3

I have the following code in in cython in the pyx file, which converts wchar_t* to python string (unicode)

// All code below is python 2.7.4

cdef wc_to_pystr(wchar_t *buf):
    if buf == NULL:
        return None
    cdef size_t buflen
    buflen = wcslen(buf)
    cdef PyObject *p = PyUnicode_FromWideChar(buf, buflen)
    return <unicode>p

I called this function in a loop like this:

cdef wchar_t* buf = <wchar_t*>calloc(100, sizeof(wchar_t))
# ... copy some wide string to buf

for n in range(30000):
    u = wc_to_pystr(buf) #<== behaves as if its a memory leak

free(buf)

I tested this on Windows and the observation is that the memory (as seen in Task Manager) keeps on increasing and hence I suspect that there could be a memory leak here.

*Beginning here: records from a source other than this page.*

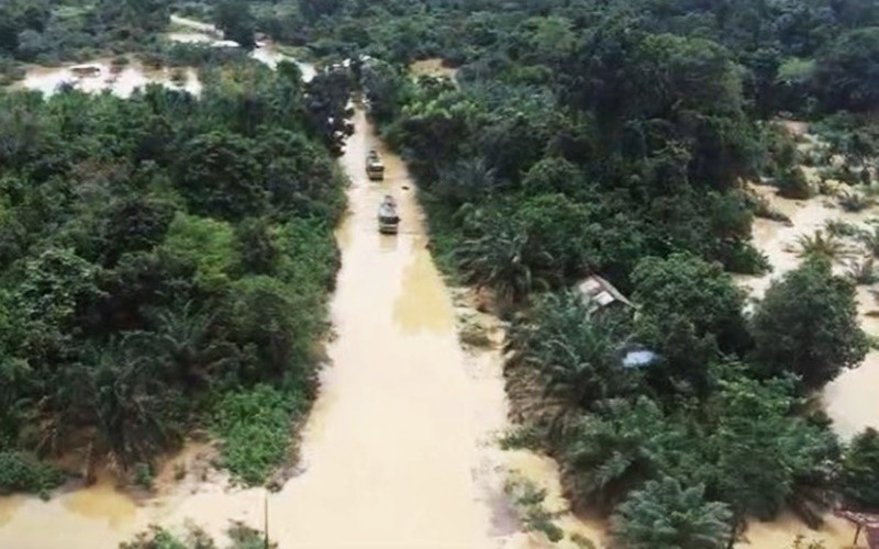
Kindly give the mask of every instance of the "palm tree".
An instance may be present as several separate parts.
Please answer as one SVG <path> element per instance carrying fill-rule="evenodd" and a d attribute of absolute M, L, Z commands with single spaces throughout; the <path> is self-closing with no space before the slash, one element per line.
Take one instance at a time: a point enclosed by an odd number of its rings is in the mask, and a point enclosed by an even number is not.
<path fill-rule="evenodd" d="M 703 496 L 701 484 L 683 489 L 668 477 L 649 481 L 616 507 L 613 537 L 628 549 L 722 549 L 732 513 Z"/>
<path fill-rule="evenodd" d="M 234 346 L 218 344 L 212 337 L 212 322 L 213 316 L 186 302 L 177 311 L 155 312 L 151 320 L 155 330 L 131 333 L 126 343 L 157 361 L 165 374 L 192 389 L 209 383 L 211 373 L 235 357 Z"/>
<path fill-rule="evenodd" d="M 621 360 L 627 336 L 623 318 L 593 313 L 577 292 L 549 295 L 539 311 L 541 333 L 525 358 L 546 374 L 545 396 L 576 410 L 631 389 Z"/>
<path fill-rule="evenodd" d="M 574 493 L 601 508 L 655 478 L 672 448 L 686 448 L 685 432 L 643 396 L 634 403 L 609 401 L 598 414 L 568 430 L 566 462 Z"/>
<path fill-rule="evenodd" d="M 865 231 L 859 235 L 858 239 L 870 256 L 879 257 L 879 226 L 875 225 L 872 231 Z"/>
<path fill-rule="evenodd" d="M 497 182 L 496 170 L 485 158 L 468 158 L 441 171 L 434 192 L 449 205 L 458 208 L 491 192 Z"/>
<path fill-rule="evenodd" d="M 534 249 L 528 235 L 512 226 L 465 242 L 458 258 L 467 283 L 491 288 L 508 305 L 522 302 L 535 288 L 547 288 L 538 273 L 553 264 L 548 253 Z"/>

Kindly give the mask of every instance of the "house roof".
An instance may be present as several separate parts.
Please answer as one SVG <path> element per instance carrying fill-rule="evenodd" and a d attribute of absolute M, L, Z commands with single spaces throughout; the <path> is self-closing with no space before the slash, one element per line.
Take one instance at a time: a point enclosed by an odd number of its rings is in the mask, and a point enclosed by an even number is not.
<path fill-rule="evenodd" d="M 577 284 L 577 290 L 583 298 L 592 303 L 596 303 L 599 309 L 608 306 L 614 302 L 634 306 L 632 302 L 620 292 L 620 290 L 614 288 L 613 284 L 598 274 L 592 274 L 591 277 L 581 280 Z"/>

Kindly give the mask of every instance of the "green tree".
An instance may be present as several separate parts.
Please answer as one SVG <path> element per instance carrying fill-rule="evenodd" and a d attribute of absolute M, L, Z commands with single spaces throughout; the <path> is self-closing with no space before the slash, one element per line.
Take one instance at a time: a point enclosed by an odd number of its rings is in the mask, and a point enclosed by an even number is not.
<path fill-rule="evenodd" d="M 605 403 L 567 436 L 563 456 L 575 501 L 611 509 L 681 459 L 677 453 L 686 451 L 687 440 L 686 430 L 646 396 Z"/>
<path fill-rule="evenodd" d="M 638 305 L 635 330 L 663 358 L 655 384 L 680 383 L 704 393 L 719 351 L 747 349 L 745 294 L 720 264 L 690 254 L 647 257 L 632 273 Z"/>
<path fill-rule="evenodd" d="M 535 305 L 534 327 L 520 333 L 516 344 L 522 360 L 545 376 L 544 396 L 561 404 L 560 414 L 576 415 L 634 389 L 637 380 L 622 365 L 626 321 L 593 312 L 572 291 L 546 295 Z"/>
<path fill-rule="evenodd" d="M 704 486 L 682 488 L 671 478 L 633 491 L 611 518 L 611 531 L 631 549 L 722 549 L 731 536 L 732 513 L 704 500 Z"/>
<path fill-rule="evenodd" d="M 814 80 L 828 110 L 875 109 L 879 104 L 879 26 L 838 36 L 819 58 Z"/>
<path fill-rule="evenodd" d="M 826 260 L 806 259 L 767 290 L 754 314 L 754 357 L 770 374 L 792 372 L 820 388 L 864 360 L 869 348 L 855 288 Z"/>
<path fill-rule="evenodd" d="M 178 180 L 196 212 L 237 220 L 265 211 L 267 192 L 253 152 L 251 139 L 221 131 L 183 146 Z"/>

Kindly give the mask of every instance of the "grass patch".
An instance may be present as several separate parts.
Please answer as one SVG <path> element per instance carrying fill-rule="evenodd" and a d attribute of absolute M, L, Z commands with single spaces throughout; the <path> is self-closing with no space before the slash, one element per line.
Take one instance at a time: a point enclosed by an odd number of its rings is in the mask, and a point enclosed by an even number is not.
<path fill-rule="evenodd" d="M 49 490 L 64 482 L 64 472 L 24 451 L 0 451 L 0 494 L 38 493 L 46 498 Z"/>
<path fill-rule="evenodd" d="M 468 315 L 463 317 L 460 323 L 459 337 L 464 345 L 477 348 L 491 346 L 491 339 L 488 337 L 488 329 L 479 323 L 477 317 Z"/>
<path fill-rule="evenodd" d="M 233 522 L 226 530 L 231 544 L 226 549 L 277 548 L 278 544 L 266 544 L 262 531 L 242 523 Z M 151 525 L 146 531 L 135 536 L 132 541 L 120 544 L 120 549 L 216 549 L 219 546 L 201 528 L 187 525 L 183 535 L 176 535 L 165 528 Z"/>
<path fill-rule="evenodd" d="M 213 433 L 222 440 L 221 467 L 238 482 L 264 484 L 288 461 L 293 425 L 307 410 L 305 397 L 268 385 L 227 393 L 213 418 Z"/>

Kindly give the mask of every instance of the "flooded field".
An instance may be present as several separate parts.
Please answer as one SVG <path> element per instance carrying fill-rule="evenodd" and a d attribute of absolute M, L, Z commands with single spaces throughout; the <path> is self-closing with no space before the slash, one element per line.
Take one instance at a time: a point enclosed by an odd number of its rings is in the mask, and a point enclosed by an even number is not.
<path fill-rule="evenodd" d="M 238 46 L 235 42 L 222 40 L 222 33 L 213 25 L 177 15 L 171 15 L 171 22 L 178 29 L 188 29 L 188 31 L 169 32 L 166 34 L 166 38 L 170 42 L 208 44 L 215 47 Z M 313 65 L 280 53 L 274 44 L 268 42 L 257 44 L 257 47 L 251 53 L 251 57 L 270 68 L 275 68 L 282 60 L 296 63 L 302 71 L 304 81 L 311 80 L 315 75 Z M 147 83 L 186 90 L 193 96 L 199 96 L 202 88 L 194 68 L 146 67 L 136 59 L 135 55 L 132 55 L 130 63 L 121 66 L 114 66 L 111 59 L 94 59 L 60 67 L 32 67 L 26 71 L 24 79 L 13 86 L 13 89 L 38 90 L 45 96 L 51 96 L 65 83 L 87 93 L 110 90 L 122 98 L 130 97 L 135 89 L 143 88 Z"/>
<path fill-rule="evenodd" d="M 739 277 L 739 282 L 752 295 L 760 298 L 772 280 L 800 265 L 798 238 L 825 231 L 827 222 L 841 221 L 859 228 L 869 228 L 874 219 L 879 219 L 879 208 L 868 208 L 858 213 L 849 213 L 828 197 L 810 200 L 788 200 L 775 194 L 774 188 L 755 187 L 772 209 L 783 213 L 790 223 L 757 219 L 754 222 L 754 243 L 766 254 L 774 271 L 764 277 Z M 857 257 L 857 254 L 854 254 Z M 842 262 L 835 266 L 837 272 L 845 271 Z M 875 292 L 879 285 L 858 288 L 858 311 L 861 326 L 867 334 L 879 336 L 879 321 L 875 316 L 879 303 Z M 879 400 L 874 391 L 879 386 L 879 351 L 871 351 L 864 363 L 854 370 L 844 371 L 824 389 L 823 401 L 827 413 L 834 421 L 834 429 L 849 438 L 866 427 L 879 427 Z"/>
<path fill-rule="evenodd" d="M 145 67 L 136 60 L 115 67 L 110 59 L 97 59 L 63 67 L 33 67 L 27 70 L 24 80 L 15 83 L 13 88 L 38 90 L 45 96 L 51 96 L 59 86 L 69 83 L 87 93 L 110 90 L 119 97 L 127 98 L 135 89 L 143 88 L 151 82 L 186 90 L 193 96 L 201 93 L 201 82 L 193 68 L 154 69 Z"/>
<path fill-rule="evenodd" d="M 215 47 L 237 47 L 238 44 L 232 41 L 223 40 L 223 33 L 215 26 L 194 21 L 192 19 L 181 18 L 179 15 L 171 15 L 171 23 L 178 29 L 187 29 L 186 32 L 175 31 L 166 35 L 171 42 L 189 43 L 189 44 L 209 44 Z M 278 51 L 277 46 L 270 42 L 259 42 L 251 52 L 251 57 L 254 59 L 275 68 L 278 63 L 282 60 L 296 63 L 302 71 L 302 79 L 309 81 L 314 78 L 314 66 L 309 63 L 302 63 L 289 55 L 282 54 Z"/>
<path fill-rule="evenodd" d="M 461 348 L 458 315 L 470 309 L 453 300 L 433 264 L 405 167 L 361 112 L 355 125 L 342 160 L 352 187 L 337 231 L 332 360 L 303 433 L 301 473 L 278 493 L 231 489 L 190 447 L 165 467 L 151 497 L 119 492 L 108 478 L 48 502 L 0 498 L 0 547 L 111 548 L 151 523 L 179 528 L 188 520 L 221 536 L 231 519 L 262 528 L 266 506 L 281 548 L 549 547 L 542 535 L 519 531 L 503 485 L 515 472 L 547 488 L 547 504 L 561 511 L 555 463 L 498 448 L 507 426 L 498 346 Z M 366 178 L 369 148 L 383 154 L 383 182 Z M 386 193 L 400 206 L 396 236 L 377 231 Z M 492 329 L 498 344 L 502 333 Z M 182 480 L 174 479 L 177 470 L 186 471 Z M 47 523 L 57 527 L 41 527 Z M 569 514 L 559 525 L 600 536 Z"/>

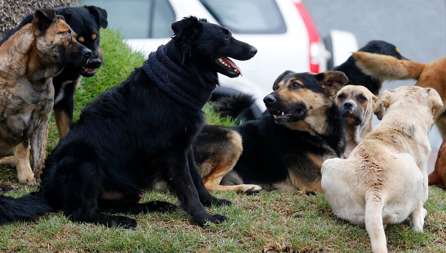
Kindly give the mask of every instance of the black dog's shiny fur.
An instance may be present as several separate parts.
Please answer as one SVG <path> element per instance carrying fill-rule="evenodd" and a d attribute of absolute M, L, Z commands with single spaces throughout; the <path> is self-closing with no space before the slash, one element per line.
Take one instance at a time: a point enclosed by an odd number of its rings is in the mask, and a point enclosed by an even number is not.
<path fill-rule="evenodd" d="M 63 16 L 67 24 L 77 35 L 79 38 L 82 37 L 84 41 L 79 41 L 80 44 L 91 50 L 92 55 L 88 63 L 84 67 L 88 68 L 98 68 L 103 63 L 102 54 L 100 47 L 100 36 L 99 29 L 101 27 L 107 28 L 107 12 L 102 8 L 95 6 L 80 7 L 59 7 L 55 9 L 57 15 Z M 17 31 L 23 26 L 33 21 L 33 14 L 30 14 L 22 20 L 15 28 L 6 32 L 0 40 L 0 45 L 6 41 Z M 92 35 L 96 35 L 93 40 Z M 68 127 L 73 120 L 73 112 L 74 108 L 74 92 L 81 76 L 90 77 L 91 74 L 83 70 L 82 67 L 65 67 L 58 75 L 53 79 L 54 86 L 54 108 L 56 122 L 59 129 L 60 137 L 63 136 L 68 131 Z M 64 114 L 62 116 L 61 114 Z M 64 121 L 64 122 L 60 122 Z"/>
<path fill-rule="evenodd" d="M 221 56 L 246 60 L 257 52 L 205 20 L 189 17 L 172 28 L 175 36 L 165 46 L 167 55 L 203 85 L 217 83 L 217 72 L 224 72 L 209 63 Z M 201 111 L 182 106 L 137 68 L 84 110 L 47 159 L 39 192 L 0 198 L 0 223 L 63 210 L 73 221 L 133 227 L 136 220 L 105 212 L 175 209 L 162 201 L 138 203 L 138 195 L 160 179 L 194 222 L 225 220 L 202 205 L 231 203 L 211 195 L 197 171 L 191 143 L 203 122 Z"/>
<path fill-rule="evenodd" d="M 405 59 L 401 55 L 395 46 L 382 40 L 370 41 L 358 51 L 387 55 L 400 60 Z M 383 81 L 374 78 L 361 71 L 356 66 L 356 60 L 352 56 L 342 64 L 334 67 L 333 70 L 343 72 L 348 78 L 347 84 L 362 85 L 376 96 L 380 94 Z"/>

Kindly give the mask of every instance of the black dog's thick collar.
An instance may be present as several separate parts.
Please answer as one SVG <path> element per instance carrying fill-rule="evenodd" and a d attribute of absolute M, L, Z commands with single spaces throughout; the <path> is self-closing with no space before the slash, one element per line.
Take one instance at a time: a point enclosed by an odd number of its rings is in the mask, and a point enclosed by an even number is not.
<path fill-rule="evenodd" d="M 143 64 L 146 74 L 170 98 L 184 106 L 200 110 L 211 98 L 215 83 L 202 84 L 198 77 L 174 63 L 164 51 L 164 45 L 149 55 Z"/>

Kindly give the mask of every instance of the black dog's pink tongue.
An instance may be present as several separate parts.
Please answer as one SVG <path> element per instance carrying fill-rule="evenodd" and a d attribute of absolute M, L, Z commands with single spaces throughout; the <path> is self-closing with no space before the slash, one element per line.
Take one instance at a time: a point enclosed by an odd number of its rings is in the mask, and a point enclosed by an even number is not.
<path fill-rule="evenodd" d="M 238 70 L 238 72 L 240 73 L 240 75 L 241 75 L 242 76 L 243 76 L 243 74 L 242 73 L 241 70 L 240 70 L 240 68 L 238 67 L 238 66 L 236 65 L 235 63 L 234 63 L 233 62 L 229 60 L 229 58 L 226 58 L 226 57 L 222 57 L 222 60 L 223 60 L 226 64 L 229 64 L 229 65 L 232 68 L 235 68 Z"/>

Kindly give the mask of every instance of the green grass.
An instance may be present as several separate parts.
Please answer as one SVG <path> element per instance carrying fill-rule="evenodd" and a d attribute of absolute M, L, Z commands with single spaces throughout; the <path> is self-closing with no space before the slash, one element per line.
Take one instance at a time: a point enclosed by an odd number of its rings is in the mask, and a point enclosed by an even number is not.
<path fill-rule="evenodd" d="M 116 35 L 101 31 L 105 61 L 94 78 L 84 78 L 76 95 L 75 119 L 80 109 L 101 92 L 119 83 L 145 57 L 131 53 Z M 220 119 L 211 106 L 204 111 L 213 124 L 233 125 Z M 50 126 L 48 150 L 57 144 L 54 119 Z M 15 169 L 0 166 L 3 183 L 18 185 Z M 35 191 L 24 185 L 6 195 L 18 197 Z M 132 215 L 133 230 L 71 222 L 62 214 L 49 213 L 34 222 L 16 222 L 0 227 L 1 252 L 370 252 L 365 229 L 336 219 L 323 194 L 288 195 L 280 192 L 246 195 L 217 192 L 232 201 L 231 206 L 212 207 L 213 213 L 229 218 L 203 228 L 191 223 L 184 211 Z M 446 252 L 446 193 L 429 189 L 424 231 L 416 233 L 408 221 L 389 225 L 386 233 L 390 252 Z M 171 194 L 150 191 L 142 199 L 178 204 Z"/>

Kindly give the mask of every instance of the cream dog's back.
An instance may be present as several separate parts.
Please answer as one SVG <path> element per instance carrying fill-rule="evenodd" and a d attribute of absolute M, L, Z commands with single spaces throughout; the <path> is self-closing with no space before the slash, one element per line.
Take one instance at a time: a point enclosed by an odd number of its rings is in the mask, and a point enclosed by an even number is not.
<path fill-rule="evenodd" d="M 427 134 L 443 106 L 433 89 L 386 90 L 374 111 L 382 121 L 347 159 L 323 165 L 322 186 L 334 213 L 365 225 L 374 252 L 387 252 L 384 226 L 412 215 L 422 230 L 427 199 Z M 383 119 L 384 108 L 387 108 Z M 384 225 L 383 225 L 384 223 Z"/>

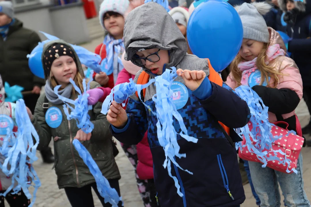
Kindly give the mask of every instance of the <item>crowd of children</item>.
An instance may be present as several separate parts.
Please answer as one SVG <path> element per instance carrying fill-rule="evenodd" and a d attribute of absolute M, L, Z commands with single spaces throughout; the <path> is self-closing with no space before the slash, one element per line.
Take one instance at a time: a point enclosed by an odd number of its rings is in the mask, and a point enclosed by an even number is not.
<path fill-rule="evenodd" d="M 34 112 L 27 108 L 27 112 L 39 136 L 38 149 L 46 147 L 51 138 L 53 140 L 57 183 L 64 189 L 72 206 L 94 206 L 92 188 L 103 206 L 112 206 L 100 195 L 94 177 L 73 146 L 74 139 L 81 142 L 110 186 L 122 196 L 113 136 L 120 142 L 133 165 L 145 206 L 237 207 L 243 203 L 245 196 L 233 138 L 237 134 L 232 129 L 246 125 L 250 112 L 246 102 L 233 91 L 241 85 L 251 87 L 268 107 L 270 122 L 282 121 L 288 124 L 289 130 L 300 129 L 295 109 L 303 97 L 311 112 L 311 76 L 307 60 L 311 55 L 311 11 L 305 1 L 273 0 L 269 4 L 241 1 L 228 2 L 239 15 L 243 39 L 239 53 L 225 70 L 226 75 L 221 77 L 225 83 L 217 76 L 220 84 L 211 78 L 216 72 L 209 60 L 192 54 L 187 43 L 188 21 L 195 9 L 193 4 L 188 11 L 184 7 L 185 2 L 180 0 L 181 6 L 168 12 L 153 2 L 104 0 L 99 16 L 106 34 L 95 52 L 101 57 L 106 72 L 94 73 L 94 81 L 90 81 L 90 89 L 84 92 L 89 94 L 88 103 L 93 106 L 88 114 L 94 128 L 87 134 L 78 128 L 75 121 L 67 119 L 63 102 L 54 91 L 61 85 L 58 94 L 75 100 L 78 94 L 71 79 L 83 91 L 85 77 L 79 57 L 63 40 L 44 45 L 41 59 L 45 92 L 38 100 Z M 169 1 L 171 7 L 174 3 Z M 2 11 L 0 22 L 2 16 L 6 15 Z M 2 41 L 9 34 L 6 30 L 9 26 L 0 27 Z M 292 38 L 288 44 L 284 44 L 277 30 Z M 194 175 L 173 165 L 172 175 L 178 180 L 182 197 L 163 168 L 165 155 L 158 139 L 157 119 L 148 108 L 156 111 L 152 99 L 156 85 L 123 104 L 113 101 L 106 115 L 100 113 L 102 102 L 115 86 L 128 82 L 130 78 L 145 83 L 142 78 L 147 81 L 172 66 L 178 69 L 174 81 L 187 88 L 188 93 L 188 100 L 177 109 L 188 135 L 198 139 L 195 143 L 177 135 L 180 151 L 187 157 L 175 161 Z M 250 85 L 250 75 L 256 71 L 261 79 L 256 85 Z M 2 114 L 14 119 L 14 104 L 3 101 L 2 83 L 0 79 Z M 179 125 L 174 127 L 180 131 Z M 311 134 L 311 122 L 303 131 Z M 306 143 L 305 140 L 304 146 Z M 258 162 L 244 163 L 258 206 L 280 206 L 279 185 L 286 206 L 310 206 L 304 189 L 301 154 L 296 174 L 262 168 Z M 0 173 L 2 190 L 7 187 L 4 184 L 10 180 L 7 179 Z M 28 206 L 30 200 L 22 191 L 17 195 L 15 201 L 10 194 L 5 198 L 12 206 Z M 121 206 L 120 202 L 118 206 Z"/>

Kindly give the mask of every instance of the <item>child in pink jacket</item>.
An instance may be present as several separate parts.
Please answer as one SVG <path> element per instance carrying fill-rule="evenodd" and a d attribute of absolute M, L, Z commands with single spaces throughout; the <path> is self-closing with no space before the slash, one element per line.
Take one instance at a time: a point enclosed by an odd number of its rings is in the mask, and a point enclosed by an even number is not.
<path fill-rule="evenodd" d="M 128 83 L 130 78 L 133 80 L 135 74 L 141 68 L 131 61 L 124 60 L 124 53 L 122 55 L 122 60 L 124 68 L 118 75 L 116 85 Z M 90 94 L 89 104 L 91 105 L 93 102 L 97 102 L 95 101 L 99 98 L 99 101 L 103 102 L 110 93 L 111 90 L 109 87 L 100 87 L 88 91 L 86 92 Z M 124 109 L 126 107 L 126 101 L 123 105 Z M 121 144 L 125 154 L 134 168 L 137 186 L 145 206 L 159 206 L 157 205 L 155 197 L 156 192 L 153 181 L 153 162 L 148 143 L 147 132 L 142 140 L 137 145 L 129 146 Z"/>
<path fill-rule="evenodd" d="M 226 83 L 234 89 L 241 85 L 249 86 L 269 107 L 270 122 L 285 122 L 288 129 L 297 132 L 300 124 L 295 109 L 302 97 L 302 81 L 295 61 L 285 56 L 286 48 L 280 34 L 267 27 L 262 17 L 271 6 L 265 2 L 254 2 L 235 8 L 242 20 L 243 39 L 239 54 L 230 65 Z M 260 163 L 248 163 L 261 206 L 280 205 L 278 182 L 285 205 L 310 206 L 304 190 L 301 153 L 297 174 L 262 168 Z"/>

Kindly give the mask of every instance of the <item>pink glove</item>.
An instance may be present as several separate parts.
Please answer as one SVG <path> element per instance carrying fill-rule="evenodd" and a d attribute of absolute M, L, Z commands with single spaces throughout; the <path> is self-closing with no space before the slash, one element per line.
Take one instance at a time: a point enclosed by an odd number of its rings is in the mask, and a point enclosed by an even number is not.
<path fill-rule="evenodd" d="M 90 95 L 87 97 L 87 103 L 90 105 L 96 104 L 104 96 L 104 91 L 98 88 L 89 90 L 86 91 L 86 92 Z"/>

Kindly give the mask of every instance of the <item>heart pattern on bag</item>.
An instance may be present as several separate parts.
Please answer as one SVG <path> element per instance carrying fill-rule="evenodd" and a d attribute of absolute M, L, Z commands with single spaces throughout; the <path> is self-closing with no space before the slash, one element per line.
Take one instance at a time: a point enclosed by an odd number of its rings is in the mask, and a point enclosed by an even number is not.
<path fill-rule="evenodd" d="M 248 123 L 248 127 L 250 128 L 250 130 L 251 130 L 253 128 L 251 124 L 249 124 L 249 123 Z M 284 131 L 285 131 L 286 133 L 281 133 L 281 132 Z M 283 129 L 279 127 L 277 127 L 275 126 L 272 126 L 271 131 L 274 132 L 273 135 L 275 137 L 279 137 L 276 140 L 276 140 L 274 143 L 272 143 L 272 150 L 276 151 L 281 150 L 286 155 L 282 155 L 278 152 L 276 153 L 276 156 L 280 159 L 279 160 L 277 159 L 268 161 L 267 167 L 278 171 L 287 173 L 286 170 L 287 169 L 288 164 L 284 164 L 283 163 L 281 163 L 280 160 L 283 161 L 285 159 L 286 156 L 286 158 L 290 163 L 290 164 L 288 166 L 289 169 L 290 169 L 290 170 L 291 170 L 292 169 L 295 169 L 297 167 L 297 162 L 296 160 L 298 159 L 298 157 L 303 146 L 301 143 L 302 142 L 303 143 L 304 139 L 303 137 L 295 135 L 293 133 L 289 133 L 288 131 L 287 130 Z M 286 137 L 286 138 L 282 138 L 285 137 Z M 258 139 L 258 138 L 257 137 L 256 138 Z M 250 139 L 251 141 L 253 141 L 251 137 L 250 137 Z M 253 142 L 253 144 L 254 146 L 255 146 L 254 143 L 255 142 Z M 242 146 L 245 145 L 246 143 L 246 141 L 245 138 L 243 137 L 242 143 Z M 245 151 L 241 153 L 241 150 L 239 150 L 239 156 L 241 159 L 248 161 L 262 163 L 258 160 L 257 155 L 256 154 L 252 153 L 252 151 L 249 151 L 247 146 L 246 146 L 242 147 L 242 149 L 248 150 L 248 151 L 246 151 L 247 152 L 245 153 L 244 152 Z M 270 149 L 270 151 L 272 150 Z M 265 149 L 264 150 L 264 151 L 268 151 Z M 250 153 L 248 153 L 248 152 Z M 269 153 L 267 155 L 267 157 L 268 158 L 274 157 L 276 156 L 275 153 L 274 152 Z M 290 174 L 293 172 L 292 171 L 291 171 L 290 173 Z"/>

This is surprising because:

  1. As per my understanding the API PyUnicode_FromWideChar() copies the supplied buffer.
  2. Every-time the variable 'u' is assigned a different value, the previous value should be freed-up
  3. Since the source buffer ('buf') remains as is and is released only after the loop ends, I was expecting that memory should not increase after a certain point at all

Any idea where am I going wrong? Is there a better way to implement Wide Char to python unicode object?

bitflood
  • 441
  • 5
  • 15
  • could you try adding a `del u` in the for loop and check again if the memory keeps increasing? – gg349 Dec 07 '14 at 17:49
  • @GiulioGhirardo, I tried as you said and still the memory keeps increasing. At this point I am not sure whether its a real memory leak or the python GC is a bit lazy collecting the garbage – bitflood Dec 08 '14 at 02:41

1 Answers1

3

Solved!! Solution:

(Note: The solution refers to a piece of my code which was not in the question originally. I had no clue while posting that it would hold the key to solve this. Sorry to those who gave it a thought to solve ... )

In cython pyx file, I had declared the python API like:

PyObject* PyUnicode_FromWideChar(const wchar_t *w, Py_ssize_t size)

I checked out the docs at https://github.com/cython/cython/blob/master/Cython/Includes/cpython/init.pxd

I had declared return type as PyObject* and hence an additional ref was created which I was not deref-ing explicitly. Solution was to change the return type in the signature like:

object PyUnicode_FromWideChar(const wchar_t *w, Py_ssize_t size)

As per docs adding 'object' as return type does not increment any ref count and hence in the for loop memory is freed-up correctly. The modified 'wc_to_pystr' looks like this:

cdef wc_to_pystr(wchar_t *buf):
    if buf == NULL:
        return None
    cdef size_t buflen
    buflen = wcslen(buf)
    p = PyUnicode_FromWideChar(buf, buflen)
    return p
bitflood
  • 441
  • 5
  • 15